The problem is that in many server environments, particularly at scale, the speed of the bootstrap processes of the OS doesn't matter. One of the goals of systemd is to make the bootstrap process faster, which is irrelevant for those (non-desktop) use cases. So you see, systemd is solving problems, and making trade-offs to do it, that just don't matter for the non-desktop use case. I can of course choose not to install gdm, but that doesn't change the fact that systemd was designed (you might say over-designed) with the desktop use case in mind. Because of that, I have to live with those trade offs, even though my use case does not benefit. Since all major Linux distros are deciding to adopt systemd, it will be very difficult to "roll your own" and use something else, especially since the rest of the userland will assume that everyone is doing things the systemd way, this making it even harder to go against the flow.
What tradeoffs is it making for faster boot times that you feel aren't suited to the server?
If you're spinning up a lot of VMs, or paying by the hour or watt, you might care about how fast a server boots. Anyway lots of other init systems do parallel boot, not just systemd. So you don't have to use systemd just to get a fast boot time.
> Since all major Linux distros are deciding to adopt systemd...

Slackware is a major distro. So I expect everyone who opposes systemd to migrate to Slackware, and I'll get even more slackbuilds to browse through on SBO, right?

The idea that you should artificially separate OS into server and desktop, solely so you can charge more for the license for server OS, is a false dichotomy that needs to go away and only exists in proprietary commercial OS. It exists solely in the marketing sphere, and only intersects with the technical sphere WRT including artificial limits to ruin performance on a system that has a workload marketing doesn't approve of.

I do not want parallel non-deterministic booting on a server. If it works I don't care because I don't reboot daily/hourly/for fun. Its a linux box not Windows. If it doesn't work then non-deterministic behavior makes race conditions and error messages very confusing.

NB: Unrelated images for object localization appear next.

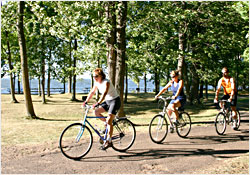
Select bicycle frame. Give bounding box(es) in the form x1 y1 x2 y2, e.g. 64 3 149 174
159 97 175 128
220 100 233 122
77 105 121 143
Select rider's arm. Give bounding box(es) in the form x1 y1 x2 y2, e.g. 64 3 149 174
85 85 98 103
155 81 172 98
174 80 184 99
97 81 110 104
215 78 222 100
229 77 236 99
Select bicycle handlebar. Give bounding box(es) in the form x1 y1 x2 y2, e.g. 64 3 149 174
82 104 93 109
157 96 172 101
220 99 231 102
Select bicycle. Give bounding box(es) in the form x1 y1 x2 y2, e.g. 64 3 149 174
149 96 191 144
59 104 136 160
214 100 240 135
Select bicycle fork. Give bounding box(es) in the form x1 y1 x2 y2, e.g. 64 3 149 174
76 125 85 143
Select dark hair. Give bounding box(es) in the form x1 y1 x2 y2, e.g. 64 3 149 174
171 70 179 77
93 68 106 80
222 67 229 73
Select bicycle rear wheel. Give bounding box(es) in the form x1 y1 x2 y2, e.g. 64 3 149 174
215 112 226 135
112 118 136 152
176 112 191 138
149 114 168 144
59 123 93 160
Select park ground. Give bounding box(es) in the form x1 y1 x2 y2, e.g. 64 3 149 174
1 91 249 174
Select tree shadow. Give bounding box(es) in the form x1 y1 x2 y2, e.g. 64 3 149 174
35 116 77 122
79 148 249 162
78 130 249 162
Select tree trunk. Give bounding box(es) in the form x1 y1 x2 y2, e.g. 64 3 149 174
17 1 36 118
6 31 18 103
189 64 199 104
47 48 51 97
106 1 117 86
124 63 128 103
177 32 185 78
199 81 204 99
115 1 127 117
205 81 208 99
17 71 21 94
63 78 66 94
41 55 46 104
137 80 140 93
236 53 240 91
68 40 72 93
71 39 77 101
95 57 100 101
38 76 41 96
91 74 94 88
13 73 16 92
144 72 147 93
154 70 160 95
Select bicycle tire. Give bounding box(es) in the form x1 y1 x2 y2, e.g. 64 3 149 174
236 110 241 129
59 123 93 160
149 114 168 144
111 118 136 152
176 112 191 138
215 112 226 135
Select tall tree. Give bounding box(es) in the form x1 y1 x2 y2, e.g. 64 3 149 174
115 1 127 117
71 38 77 101
5 31 18 103
106 2 117 86
17 1 36 118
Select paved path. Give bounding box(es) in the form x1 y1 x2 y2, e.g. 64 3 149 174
2 113 249 174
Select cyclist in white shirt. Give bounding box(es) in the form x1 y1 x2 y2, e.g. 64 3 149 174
83 68 121 150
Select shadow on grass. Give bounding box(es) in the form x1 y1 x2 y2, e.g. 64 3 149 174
124 93 249 117
34 116 77 122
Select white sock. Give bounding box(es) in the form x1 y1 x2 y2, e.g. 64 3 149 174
106 125 111 142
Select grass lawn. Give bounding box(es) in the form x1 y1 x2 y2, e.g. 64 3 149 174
1 91 249 146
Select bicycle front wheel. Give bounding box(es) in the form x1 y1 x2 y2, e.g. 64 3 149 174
215 112 226 135
59 123 93 160
112 118 136 152
176 112 191 138
236 110 241 129
149 115 168 144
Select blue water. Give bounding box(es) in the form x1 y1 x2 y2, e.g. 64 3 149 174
1 78 162 94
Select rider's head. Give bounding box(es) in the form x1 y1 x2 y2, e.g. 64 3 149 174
222 67 229 78
93 68 106 83
170 70 179 80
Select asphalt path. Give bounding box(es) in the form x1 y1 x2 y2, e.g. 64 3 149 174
2 112 249 174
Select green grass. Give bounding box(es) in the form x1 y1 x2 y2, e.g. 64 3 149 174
1 91 249 146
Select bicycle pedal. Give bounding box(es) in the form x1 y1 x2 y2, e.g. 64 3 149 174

There is an inherent architectural / philosophical violation where flexibility is considered "unix"ish yet it is forbidden under systemd domination. If you disagree with the above paragraph for init system on a server, thats OK, I think someone with that has the wrong opinion but I respect an honest disagreement. Under a unix-ish philosophy there have been about ten alt-inits over the past couple decades that'll parallel / non-deterministic init, so go ahead friend, more power to you, give one a try until your fingers get burnt. Sysvinit (or BSDs init) will be waiting for you when you return. This flexibility, this compatibility, is philosophically forbidden under systemd.

You will do it the systemd way, because we won the political battle, not for technical reasons (god knows systemd is not the first attempt at this architecture). Or you will be forced to leave. Well OK then. The future is looking very freebsd to me. So long and thanks for all the fish!